The other challenge is budget and training. We always default to building a better process, buying a better solution. But for 20 years, we've kind of laughed at the cybersecurity training company. Those organizations might become very lucrative very soon — if they can also teach how to build that connective tissue across the enterprise.

Samuel Hill (24:05) That's an interesting thought. The three things in cybersecurity are people, process and technology. You've identified that processes can be cleaned up. Technology in the right spots is a force multiplier. But it all comes back to data.

I read somewhere — maybe on social — that companies are starting to say: "I'm not going to just buy more AI tokens. I might hire a junior developer to handle the low-level work we all thought AI was going to do, because it's now too expensive to just throw tokens at a problem." And on the other side: having good people, training your people — that's a wonderful way to improve your cybersecurity posture. Great point.

Landen Brown (24:42) Yeah, 100%. I think training is going to be the most overlooked focus of this year. There are areas of tech typically held by people who are less technically passionate — governance, privacy, legal — and hyper-technical teams like DevOps and SREs. These two groups have coexisted with steering committees and shared forums. I don't think that's going to be sufficient anymore.

We really need to focus on how we train people — either to become agentic engineers or just to become better cybersecurity professionals in general. The organizations that actually care about developing their people, that don't just feed them to the wolves and wait to get breached — those are the ones that are going to stay great or get great this year.

Samuel Hill (25:59) May we all work for that organization. And as I said earlier, it's a wonderful thing to be in a place like that. Well, Landen, let's wrap up as we do every single episode. What did you learn today?

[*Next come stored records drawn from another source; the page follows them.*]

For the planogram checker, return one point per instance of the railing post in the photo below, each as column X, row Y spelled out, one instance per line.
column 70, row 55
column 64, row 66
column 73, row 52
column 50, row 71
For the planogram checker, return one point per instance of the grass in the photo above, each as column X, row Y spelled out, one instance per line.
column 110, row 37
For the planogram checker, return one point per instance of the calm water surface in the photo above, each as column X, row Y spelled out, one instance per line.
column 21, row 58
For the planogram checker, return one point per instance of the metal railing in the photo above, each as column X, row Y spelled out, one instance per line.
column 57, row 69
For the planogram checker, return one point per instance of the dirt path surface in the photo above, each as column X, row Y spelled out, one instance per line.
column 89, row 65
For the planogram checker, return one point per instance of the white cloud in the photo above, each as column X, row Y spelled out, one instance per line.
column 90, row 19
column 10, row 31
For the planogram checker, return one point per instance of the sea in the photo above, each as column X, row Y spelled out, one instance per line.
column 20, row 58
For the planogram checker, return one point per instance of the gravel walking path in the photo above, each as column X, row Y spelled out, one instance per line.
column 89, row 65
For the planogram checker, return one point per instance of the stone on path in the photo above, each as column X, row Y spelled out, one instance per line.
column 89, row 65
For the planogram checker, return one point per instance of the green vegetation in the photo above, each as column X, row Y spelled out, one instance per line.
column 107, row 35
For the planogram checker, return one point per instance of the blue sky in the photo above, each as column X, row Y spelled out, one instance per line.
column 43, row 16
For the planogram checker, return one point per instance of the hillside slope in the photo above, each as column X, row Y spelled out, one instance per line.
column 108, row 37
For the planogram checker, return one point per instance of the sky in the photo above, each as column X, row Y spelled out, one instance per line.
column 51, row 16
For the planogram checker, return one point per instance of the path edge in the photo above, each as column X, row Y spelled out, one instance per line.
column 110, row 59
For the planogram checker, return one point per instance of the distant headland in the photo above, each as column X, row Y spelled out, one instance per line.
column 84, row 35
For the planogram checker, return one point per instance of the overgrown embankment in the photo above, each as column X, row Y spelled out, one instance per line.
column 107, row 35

Landen Brown (26:05) Samuel, I learned that you and I are never short of hot takes. Even when we disagree, we also agree at the same time. But seriously — almost every time we talk, I'm reminded of how much focus we put into thinking through these problems to better serve our customers. And also that, at the end of the day, the most important things we have are our families. The fact that we start every episode sharing what we're proud of with our kids and then get into the hot takes — it's just really fun. Learning that a good balance of everything, in security as well as in life, is kind of an essential path forward.

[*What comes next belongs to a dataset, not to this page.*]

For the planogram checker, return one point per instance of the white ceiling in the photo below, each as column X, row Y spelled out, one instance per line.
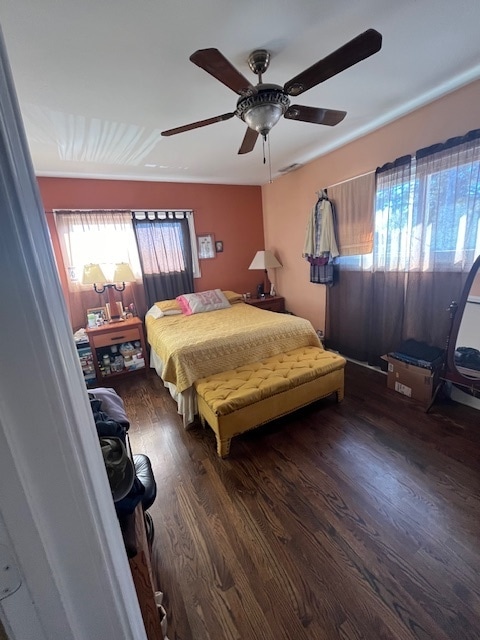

Samuel Hill (26:59) Maybe one day we'll start a podcast without sharing kid stories or talking about random things. I don't know. Probably not next episode. I'm not sure. It's probably going to be about our kids again. But I want to echo everything you said. You said it really well.

And I'll say it differently: I think what I learned today is the more things change, the more things stay the same. If you treat your people right and do your best with what you can control, things generally work out. Coaching flag football, watching five-year-olds — I can't make them understand the play any better because they're five. Quite literally, the entire playbook is "hand it to Billy." That's it. Can it get more complicated than that? My wife came to practice on Thursday — she enjoys watching football but she's not a football person by any stretch — and she was watching and she said, "I don't think I can follow more than play one, two or three." And I told her: it can definitely get more complicated. She said she didn't think she could go further than number three.

But I can't really control them once the play starts. So: control what you can, and do right by the people who have been trusted to you.

All that to say — Landen, thanks for chatting again today. And to all of you watching and listening, thank you as well. For Landen Brown, my name is Samuel Hill, and that's all for now.